- Born: 28 April 1943 (age 83) Dominica
- Occupations: jurist; politician; judge;
- Children: 3
- Father: Keith Alleyne

= Brian George Keith Alleyne =

Dominican jurist (born 1943)

Sir Brian George Keith Alleyne (born 28 April 1943) is a Dominican jurist, politician and judge.

== Early life ==

Alleyne was born in Dominica to parents Hermia (née Shillingford) and Keith Alleyne. His father was the onetime attorney general of the Windward Islands and Attorney General of Grenada who was murdered in 1974. He attended the Dominica Grammar School, in Roseau, where he spent his formative years.

== Career ==

Alleyne served for 16 years in the House of Assembly of Dominica and in various capacities within the Dominican government under Eugenia Charles. He was Minister of Foreign Affairs from 1990 to 1995. He also served as Queen's Counsel (King's Counsel since 8 September 2022 when Queen Elizabeth II died) and as Attorney General of the Windward Islands.

Alleyne was elected as the political leader of Dominica Freedom Party in 1995, but lost the 1995 elections, and resigned as the political leader of the party in June 1996.

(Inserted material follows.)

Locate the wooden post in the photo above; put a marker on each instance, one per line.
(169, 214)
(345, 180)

In July 1996, he was appointed a high court judge of the Eastern Caribbean Supreme Court. Beginning in 2005, he served as the Acting Chief Justice of the Eastern Caribbean Supreme Court, until retiring from the position in April 2008. He wassucceeded as Chief Justice by Hugh Anthony Rawlins. As Chief Justice, he was the supreme judicial officer of the courts of Anguilla, Antigua and Barbuda, the British Virgin Islands, Dominica, Grenada, Montserrat, Saint Kitts and Nevis, Saint Lucia, and Saint Vincent and the Grenadines.

He was knighted in 2007 as a Knight Bachelor.

Political offices
| Preceded byEdison James | Leader of the Opposition (Dominica) 1995–1996 | Succeeded byRosie Douglas |

== Personal life ==

Alleyne is married to Brenda Alleyne, with whom he has three children.